All our technical leads on these projects have global experience across New Zealand, Africa, Asia and USA. Over the past 10 years there have not been many new dam projects across Australia. However, during this time, many of our technical specialists in Australia have consulted on overseas dam projects, such as the Thwake Multi-purpose dam in Kenya and Susu Dam in Malaysia. This has given our team the unique opportunity to work on major international dam projects and gain experience particularly relevant to support the delivery of these projects in NSW.
In addition to the normal challenges of delivering projects of this scale, these projects started amidst the Covid-19 pandemic. How have you navigated project delivery during Covid-19 and what learnings have you discovered?
These projects commenced in mid-March 2020, and the inception meeting with WaterNSW was quickly followed by state lockdowns. This meant no face to face meetings with not only our client but also our project team. Most of our management and technical team is based in Melbourne, so we’ve faced the additional challenge of the ‘second wave’ lockdowns in Victoria. Interestingly, these projects have provided our staff with a constant through the pandemic and something to focus on.
I feel one of the most important things we’ve done, and continue to do, is actively reach out to team members. Its much harder to judge how people are dealing with the different challenges via video conferencing, particularly in large groups. Proactively reaching out for one-on-one conversations has allowed me to appreciate the different issues they are dealing with depending on their individual circumstances.
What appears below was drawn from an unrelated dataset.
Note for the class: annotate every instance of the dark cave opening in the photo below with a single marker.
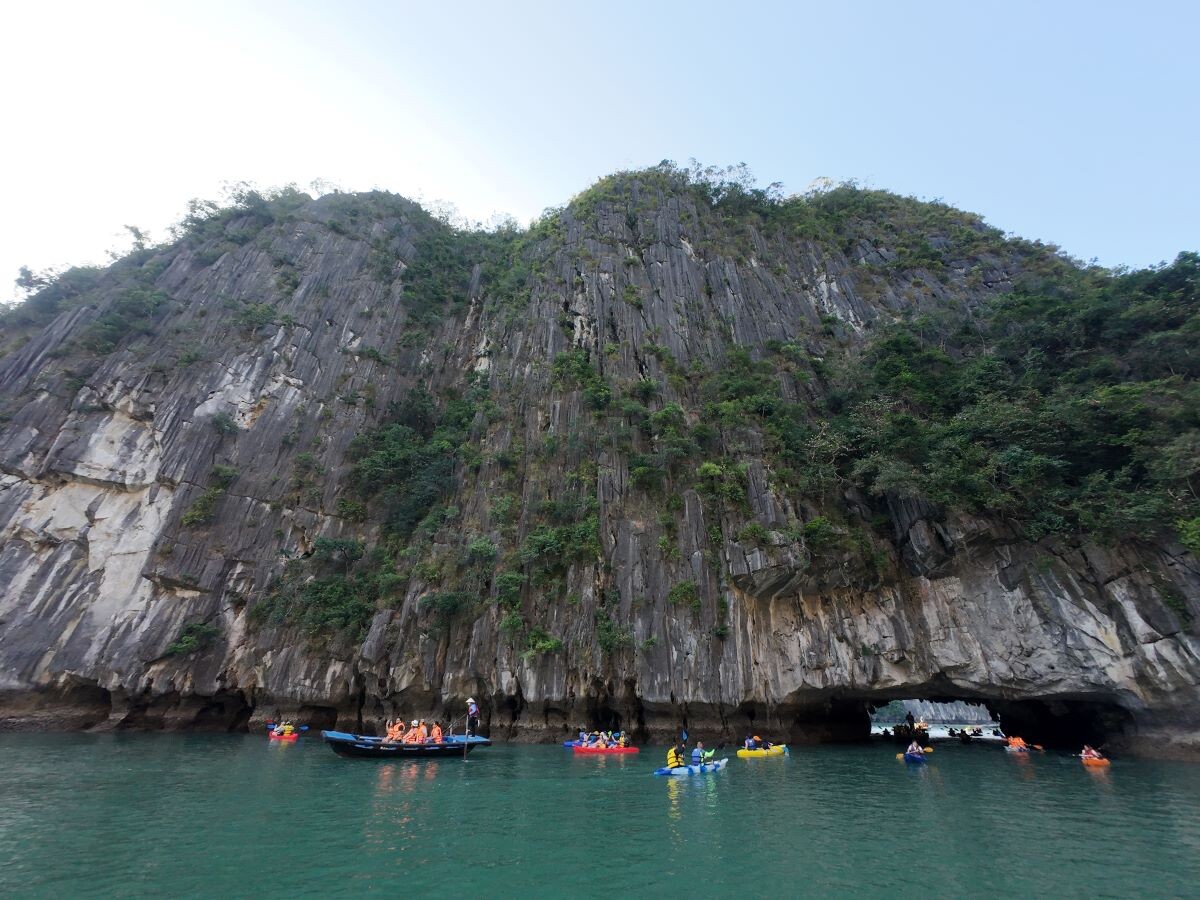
(1055, 723)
One of the learnings that I will take out of the pandemic is the relationships you can develop with your clients through collaborative and transparent behaviours. Throughout the pandemic we’ve all had to be more open with our mental health, and having these discussions with colleagues and clients, highlights the challenges that we all face and brings people closer together. I don’t think I’ve been part of project where the lines between client and consultant have been so blurred, which has been so refreshing. Ironically, it has taken us all to be stuck in our homes to be able to be closer together.
When you look to the future of the water industry, what do you think is the greatest challenge?
One of the greatest challenges facing the water industry, and particularly dams and hydropower projects, is the balance between new infrastructure, water security, regional growth in agriculture and the impacts on the environment.
Managing this balance requires significant consultation, collaboration and research to develop projects which meet our community and economic need for secure water supply, and also the needs of the environment. By bringing together engineering, environment and community expertise, we can capitalise on opportunities for innovation, critical thinking and technical improvements to address some of these challenges.